What's most confounding about Miller's stance on the novel, beyond the stance's very existence, is that it's way off. The Late Americans is full of laughs. Taylor relishes in the postures of politics and art and class, letting his characters speak freely in such a way that might veer close to satire if it weren't spot on. But what might confuse some readers or reviewers is that the book is both very funny and very serious. Taylor writes his characters with such intimacy that it's impossible to tell who, if anyone, he's sending up. Really, all his depictions are unflattering and fair. But caring, too. In truth, we are all of us annoying and we are all, in our way, human and valid. Whose side you take will depend on your own prejudices, overlooking the flaws in some, while narrowing in on and unforgiving those in others. What or who you laugh at is more about you, less about Taylor.
The novel takes place at the prestigious Iowa Writers Workshop, where Taylor himself attended.
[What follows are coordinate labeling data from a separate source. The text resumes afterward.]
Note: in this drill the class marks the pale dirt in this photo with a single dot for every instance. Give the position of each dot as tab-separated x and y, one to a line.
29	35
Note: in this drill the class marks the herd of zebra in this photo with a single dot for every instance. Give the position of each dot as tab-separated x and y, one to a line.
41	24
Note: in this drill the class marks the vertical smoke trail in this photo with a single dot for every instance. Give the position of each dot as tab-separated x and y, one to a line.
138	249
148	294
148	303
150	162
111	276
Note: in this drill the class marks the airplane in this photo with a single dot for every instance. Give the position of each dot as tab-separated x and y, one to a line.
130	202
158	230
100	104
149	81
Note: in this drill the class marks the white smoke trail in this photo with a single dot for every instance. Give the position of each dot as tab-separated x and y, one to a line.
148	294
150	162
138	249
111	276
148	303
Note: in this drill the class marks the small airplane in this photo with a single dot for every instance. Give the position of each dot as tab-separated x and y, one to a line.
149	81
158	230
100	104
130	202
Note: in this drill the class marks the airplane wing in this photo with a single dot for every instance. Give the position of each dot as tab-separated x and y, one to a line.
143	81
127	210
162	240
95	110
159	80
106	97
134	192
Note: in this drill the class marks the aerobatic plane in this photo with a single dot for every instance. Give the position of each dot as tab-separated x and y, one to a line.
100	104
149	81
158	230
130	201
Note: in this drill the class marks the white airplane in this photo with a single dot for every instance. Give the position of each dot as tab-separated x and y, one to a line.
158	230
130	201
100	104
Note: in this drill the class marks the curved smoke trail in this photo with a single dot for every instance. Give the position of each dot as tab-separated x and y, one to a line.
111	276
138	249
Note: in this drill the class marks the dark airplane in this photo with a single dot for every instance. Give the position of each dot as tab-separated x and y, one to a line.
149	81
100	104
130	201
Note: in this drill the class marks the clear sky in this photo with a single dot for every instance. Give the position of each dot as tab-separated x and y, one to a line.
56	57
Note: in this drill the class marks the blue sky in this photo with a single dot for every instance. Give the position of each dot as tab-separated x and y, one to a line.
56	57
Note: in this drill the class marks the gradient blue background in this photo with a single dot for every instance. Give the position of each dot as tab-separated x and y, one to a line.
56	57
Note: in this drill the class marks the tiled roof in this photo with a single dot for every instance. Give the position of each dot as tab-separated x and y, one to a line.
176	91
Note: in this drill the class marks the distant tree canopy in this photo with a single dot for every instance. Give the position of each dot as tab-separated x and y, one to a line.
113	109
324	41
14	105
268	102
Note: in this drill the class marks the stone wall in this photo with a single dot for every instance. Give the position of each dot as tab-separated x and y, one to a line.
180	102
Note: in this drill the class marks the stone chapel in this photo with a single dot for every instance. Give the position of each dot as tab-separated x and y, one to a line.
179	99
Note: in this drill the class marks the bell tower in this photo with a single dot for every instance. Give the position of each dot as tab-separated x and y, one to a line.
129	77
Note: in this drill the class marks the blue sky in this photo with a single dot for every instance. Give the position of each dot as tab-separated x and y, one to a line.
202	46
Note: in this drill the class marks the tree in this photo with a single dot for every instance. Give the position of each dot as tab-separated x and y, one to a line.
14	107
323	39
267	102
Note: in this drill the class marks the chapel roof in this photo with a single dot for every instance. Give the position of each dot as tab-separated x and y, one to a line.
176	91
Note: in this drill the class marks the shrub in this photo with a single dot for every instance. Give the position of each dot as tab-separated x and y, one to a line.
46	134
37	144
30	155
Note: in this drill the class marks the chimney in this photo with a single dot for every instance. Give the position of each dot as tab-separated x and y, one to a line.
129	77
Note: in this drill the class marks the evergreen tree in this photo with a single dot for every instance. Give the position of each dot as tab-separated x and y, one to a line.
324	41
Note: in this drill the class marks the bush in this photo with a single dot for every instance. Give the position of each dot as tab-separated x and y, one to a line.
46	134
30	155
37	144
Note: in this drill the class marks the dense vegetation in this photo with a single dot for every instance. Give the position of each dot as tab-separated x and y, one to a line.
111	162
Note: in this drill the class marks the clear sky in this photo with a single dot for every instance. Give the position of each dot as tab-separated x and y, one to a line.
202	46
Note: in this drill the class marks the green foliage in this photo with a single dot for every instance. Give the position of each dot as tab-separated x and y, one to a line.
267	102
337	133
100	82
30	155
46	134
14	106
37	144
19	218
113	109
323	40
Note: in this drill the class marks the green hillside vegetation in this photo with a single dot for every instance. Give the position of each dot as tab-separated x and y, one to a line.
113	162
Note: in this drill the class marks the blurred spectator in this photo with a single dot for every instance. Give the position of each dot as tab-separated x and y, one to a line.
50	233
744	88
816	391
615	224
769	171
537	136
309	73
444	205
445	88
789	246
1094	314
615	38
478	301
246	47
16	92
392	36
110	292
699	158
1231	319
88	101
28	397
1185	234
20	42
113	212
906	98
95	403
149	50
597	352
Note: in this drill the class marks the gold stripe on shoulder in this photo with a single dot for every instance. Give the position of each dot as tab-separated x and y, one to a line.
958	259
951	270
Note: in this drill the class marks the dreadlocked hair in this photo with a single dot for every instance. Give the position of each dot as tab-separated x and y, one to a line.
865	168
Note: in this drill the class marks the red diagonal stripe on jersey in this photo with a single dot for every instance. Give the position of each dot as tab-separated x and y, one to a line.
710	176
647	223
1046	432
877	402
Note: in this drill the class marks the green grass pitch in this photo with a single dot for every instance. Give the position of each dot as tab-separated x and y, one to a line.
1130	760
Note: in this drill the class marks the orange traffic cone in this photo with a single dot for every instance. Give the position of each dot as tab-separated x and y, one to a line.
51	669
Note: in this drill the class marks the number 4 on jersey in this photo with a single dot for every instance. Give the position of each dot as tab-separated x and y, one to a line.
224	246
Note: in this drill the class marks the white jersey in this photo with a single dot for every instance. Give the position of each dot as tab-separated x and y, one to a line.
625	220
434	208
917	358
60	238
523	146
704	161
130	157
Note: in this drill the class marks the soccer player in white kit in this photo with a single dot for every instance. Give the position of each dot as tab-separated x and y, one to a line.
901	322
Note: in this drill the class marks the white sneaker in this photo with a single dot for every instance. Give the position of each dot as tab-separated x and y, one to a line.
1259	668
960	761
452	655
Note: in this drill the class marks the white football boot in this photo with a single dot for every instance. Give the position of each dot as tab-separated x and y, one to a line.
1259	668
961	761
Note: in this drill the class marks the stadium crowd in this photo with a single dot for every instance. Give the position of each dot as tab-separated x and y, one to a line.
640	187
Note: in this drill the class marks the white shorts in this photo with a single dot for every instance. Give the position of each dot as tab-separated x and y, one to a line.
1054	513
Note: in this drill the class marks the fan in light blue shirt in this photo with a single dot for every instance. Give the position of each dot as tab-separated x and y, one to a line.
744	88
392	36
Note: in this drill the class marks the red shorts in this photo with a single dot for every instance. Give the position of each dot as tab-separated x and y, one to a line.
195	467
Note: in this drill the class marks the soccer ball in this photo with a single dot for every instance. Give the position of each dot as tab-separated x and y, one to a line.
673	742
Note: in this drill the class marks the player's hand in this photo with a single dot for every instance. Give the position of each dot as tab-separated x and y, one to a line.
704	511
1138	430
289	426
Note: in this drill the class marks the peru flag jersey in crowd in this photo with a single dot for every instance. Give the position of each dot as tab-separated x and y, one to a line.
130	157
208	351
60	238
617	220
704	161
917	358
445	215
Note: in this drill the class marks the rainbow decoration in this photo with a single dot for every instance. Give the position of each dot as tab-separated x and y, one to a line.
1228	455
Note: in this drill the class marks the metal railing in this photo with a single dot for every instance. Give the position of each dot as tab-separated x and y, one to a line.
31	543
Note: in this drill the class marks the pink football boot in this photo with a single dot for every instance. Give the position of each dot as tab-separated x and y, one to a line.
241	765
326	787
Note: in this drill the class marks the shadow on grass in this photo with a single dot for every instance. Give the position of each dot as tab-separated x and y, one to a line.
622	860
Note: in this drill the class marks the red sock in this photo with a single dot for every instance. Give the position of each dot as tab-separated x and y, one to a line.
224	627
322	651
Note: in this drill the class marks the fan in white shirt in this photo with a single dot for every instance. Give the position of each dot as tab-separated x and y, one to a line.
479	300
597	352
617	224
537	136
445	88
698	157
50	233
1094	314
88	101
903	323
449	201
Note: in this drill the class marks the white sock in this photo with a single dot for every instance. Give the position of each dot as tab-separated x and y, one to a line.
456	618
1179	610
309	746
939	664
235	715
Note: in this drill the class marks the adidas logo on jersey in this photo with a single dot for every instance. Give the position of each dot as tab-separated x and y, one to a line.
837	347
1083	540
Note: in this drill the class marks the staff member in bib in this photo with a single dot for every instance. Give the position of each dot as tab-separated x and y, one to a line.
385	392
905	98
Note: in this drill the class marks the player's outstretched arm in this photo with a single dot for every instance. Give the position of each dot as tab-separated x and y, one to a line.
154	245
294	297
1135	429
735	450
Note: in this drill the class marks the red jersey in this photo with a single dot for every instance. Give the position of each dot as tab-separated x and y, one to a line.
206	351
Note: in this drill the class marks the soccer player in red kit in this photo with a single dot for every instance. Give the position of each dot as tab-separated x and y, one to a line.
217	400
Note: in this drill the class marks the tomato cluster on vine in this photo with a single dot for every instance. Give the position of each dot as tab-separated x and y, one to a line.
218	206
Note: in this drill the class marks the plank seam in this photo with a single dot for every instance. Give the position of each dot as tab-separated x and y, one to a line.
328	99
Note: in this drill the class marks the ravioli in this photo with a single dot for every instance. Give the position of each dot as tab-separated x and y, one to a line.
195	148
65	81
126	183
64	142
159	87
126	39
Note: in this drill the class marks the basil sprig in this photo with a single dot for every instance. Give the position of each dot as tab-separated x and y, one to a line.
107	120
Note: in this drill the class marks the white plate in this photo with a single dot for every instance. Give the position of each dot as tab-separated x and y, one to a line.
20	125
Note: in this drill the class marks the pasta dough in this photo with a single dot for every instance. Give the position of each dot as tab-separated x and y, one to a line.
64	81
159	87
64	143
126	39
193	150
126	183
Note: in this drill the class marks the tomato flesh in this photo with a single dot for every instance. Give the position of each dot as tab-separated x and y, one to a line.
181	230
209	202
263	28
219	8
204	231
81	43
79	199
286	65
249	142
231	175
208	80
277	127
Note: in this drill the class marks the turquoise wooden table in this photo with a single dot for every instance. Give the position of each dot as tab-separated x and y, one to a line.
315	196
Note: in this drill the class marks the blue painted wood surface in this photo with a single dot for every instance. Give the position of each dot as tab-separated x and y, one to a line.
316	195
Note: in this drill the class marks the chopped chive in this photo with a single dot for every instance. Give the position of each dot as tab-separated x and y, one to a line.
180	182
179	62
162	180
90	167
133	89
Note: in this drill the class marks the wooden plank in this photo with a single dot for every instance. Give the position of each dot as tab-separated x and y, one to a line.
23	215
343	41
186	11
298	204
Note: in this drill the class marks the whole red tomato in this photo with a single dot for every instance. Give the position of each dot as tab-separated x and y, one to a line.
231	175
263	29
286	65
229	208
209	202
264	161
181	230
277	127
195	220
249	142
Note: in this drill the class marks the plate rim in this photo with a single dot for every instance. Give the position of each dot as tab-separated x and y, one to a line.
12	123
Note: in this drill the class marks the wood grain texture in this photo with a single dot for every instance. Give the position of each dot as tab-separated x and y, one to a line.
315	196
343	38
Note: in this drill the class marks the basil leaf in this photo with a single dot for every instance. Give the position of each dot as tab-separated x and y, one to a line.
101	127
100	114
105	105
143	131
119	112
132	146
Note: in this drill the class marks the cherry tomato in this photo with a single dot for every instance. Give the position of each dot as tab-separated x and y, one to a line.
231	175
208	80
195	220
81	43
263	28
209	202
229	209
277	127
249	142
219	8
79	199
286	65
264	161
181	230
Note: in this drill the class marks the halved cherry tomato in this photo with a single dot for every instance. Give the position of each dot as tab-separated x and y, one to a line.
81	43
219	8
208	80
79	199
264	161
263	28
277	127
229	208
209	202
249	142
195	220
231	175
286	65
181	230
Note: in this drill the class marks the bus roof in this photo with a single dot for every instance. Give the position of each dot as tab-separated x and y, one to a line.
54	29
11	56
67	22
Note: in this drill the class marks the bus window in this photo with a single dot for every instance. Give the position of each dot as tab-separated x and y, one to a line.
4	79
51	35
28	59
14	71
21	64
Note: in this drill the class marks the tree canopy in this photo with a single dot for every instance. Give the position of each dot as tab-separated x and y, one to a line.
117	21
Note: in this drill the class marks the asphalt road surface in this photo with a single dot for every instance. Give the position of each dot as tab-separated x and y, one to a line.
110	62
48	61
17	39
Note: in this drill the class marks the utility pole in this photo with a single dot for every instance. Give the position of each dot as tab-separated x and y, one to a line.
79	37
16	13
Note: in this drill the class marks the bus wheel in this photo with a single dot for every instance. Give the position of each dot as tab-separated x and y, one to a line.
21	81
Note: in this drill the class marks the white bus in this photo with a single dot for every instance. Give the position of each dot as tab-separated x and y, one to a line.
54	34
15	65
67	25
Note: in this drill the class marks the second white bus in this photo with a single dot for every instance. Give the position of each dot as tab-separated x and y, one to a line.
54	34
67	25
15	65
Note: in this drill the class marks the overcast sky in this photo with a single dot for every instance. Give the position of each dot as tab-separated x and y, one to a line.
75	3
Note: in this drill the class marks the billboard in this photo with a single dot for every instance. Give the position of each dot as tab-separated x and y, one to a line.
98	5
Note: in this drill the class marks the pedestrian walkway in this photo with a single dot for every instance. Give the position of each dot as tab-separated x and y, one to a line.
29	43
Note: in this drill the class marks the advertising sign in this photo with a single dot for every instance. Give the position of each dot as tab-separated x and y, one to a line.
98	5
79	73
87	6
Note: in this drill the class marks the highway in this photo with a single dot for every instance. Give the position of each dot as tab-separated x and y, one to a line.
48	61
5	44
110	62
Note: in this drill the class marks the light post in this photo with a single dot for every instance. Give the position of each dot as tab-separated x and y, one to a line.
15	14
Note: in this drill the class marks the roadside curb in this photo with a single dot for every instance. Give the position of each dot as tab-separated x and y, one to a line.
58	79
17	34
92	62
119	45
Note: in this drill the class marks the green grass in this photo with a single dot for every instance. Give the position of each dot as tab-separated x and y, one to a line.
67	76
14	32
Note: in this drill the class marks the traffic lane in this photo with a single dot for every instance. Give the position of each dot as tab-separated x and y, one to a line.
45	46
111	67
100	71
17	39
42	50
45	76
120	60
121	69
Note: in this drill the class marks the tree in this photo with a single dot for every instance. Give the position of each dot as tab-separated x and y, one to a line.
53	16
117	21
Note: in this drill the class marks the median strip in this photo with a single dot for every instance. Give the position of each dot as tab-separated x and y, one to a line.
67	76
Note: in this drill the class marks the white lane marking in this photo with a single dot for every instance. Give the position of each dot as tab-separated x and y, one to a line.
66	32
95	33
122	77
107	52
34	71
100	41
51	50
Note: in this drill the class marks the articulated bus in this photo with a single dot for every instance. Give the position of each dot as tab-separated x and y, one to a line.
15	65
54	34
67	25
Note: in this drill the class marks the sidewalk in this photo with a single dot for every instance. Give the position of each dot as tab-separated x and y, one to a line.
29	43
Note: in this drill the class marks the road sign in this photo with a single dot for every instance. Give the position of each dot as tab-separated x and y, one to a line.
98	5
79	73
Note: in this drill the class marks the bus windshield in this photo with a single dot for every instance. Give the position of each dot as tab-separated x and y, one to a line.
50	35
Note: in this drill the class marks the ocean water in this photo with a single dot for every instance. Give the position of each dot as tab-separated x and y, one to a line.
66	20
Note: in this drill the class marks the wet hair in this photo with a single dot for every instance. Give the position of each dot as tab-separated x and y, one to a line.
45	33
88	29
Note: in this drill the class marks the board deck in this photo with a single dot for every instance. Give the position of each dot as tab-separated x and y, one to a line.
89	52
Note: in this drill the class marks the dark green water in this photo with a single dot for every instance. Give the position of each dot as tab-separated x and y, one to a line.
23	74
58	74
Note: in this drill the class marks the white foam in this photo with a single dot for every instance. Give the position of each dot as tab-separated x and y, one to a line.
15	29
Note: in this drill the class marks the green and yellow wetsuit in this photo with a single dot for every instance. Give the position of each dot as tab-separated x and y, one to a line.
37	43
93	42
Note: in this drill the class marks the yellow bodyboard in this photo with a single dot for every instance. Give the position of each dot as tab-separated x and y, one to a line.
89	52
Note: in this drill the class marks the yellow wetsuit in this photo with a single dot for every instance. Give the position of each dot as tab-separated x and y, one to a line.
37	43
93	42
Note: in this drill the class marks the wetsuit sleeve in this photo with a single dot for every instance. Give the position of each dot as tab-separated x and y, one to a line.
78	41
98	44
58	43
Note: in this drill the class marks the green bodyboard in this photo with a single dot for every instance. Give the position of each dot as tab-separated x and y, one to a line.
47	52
Instead of lambasting fiction writers, though, Taylor focuses on poets. Taylor has said he did this to avoid the ire of fellow fiction writers, but his choice of poets I think serves the book better. Fiction, in its most popular iterations, still has an air of utility in our culture, while poetry--grad school-level poetry, at least--has mostly been written off as frivolous in the way real art is. In a novel that pits "art" against "real life," something as useless as it is essential is the only form that will do.
Early in the novel, potential villain Seamus closes out that day's workshop with an ungenerous critique of a classmate's poem. With his free afternoon, he tries to pick up a few extra hours at his job in the kitchen of a hospice. Unlike most of those classmates, Seamus doesn't come from money. Deftly, Taylor ties the knot of The Late Americans from the jump. Art and work, rich and poor, life and death: it all coexists in a snarl here. For someone so serious about his writing, Seamus has no illusions about its tangible worth when compared to a paying job. "He loved poetry but couldn't square it with the essentials of life."
But as Seamus considers the activities available at the hospice--outdoor work, readying and tending a garden--and then the joy he receives from cooking, the importance, even relevance of poetry becomes clear. If something makes life temporarily more lovely, if you can lose yourself in something that transcends mortality, such as poetry, or cooking, or gardening, or sex, then it matters. It's a beautiful, early revelation that Taylor will continue to challenge throughout the course of the novel, through a rich cast of characters.
Frivolity and utility, old and new forms, past and present, humour and earnestness, students and townies: polar opposites circle and flirt in The Late Americans, and join and separate, and rend again. There's such varied ideas and characters in The Late Americans, all rendered with equal attention and acumen, that it's the roaring antithesis of social media, which fosters the exact sort of oversimplification that Taylor eschews and, frankly, smashes to bits here.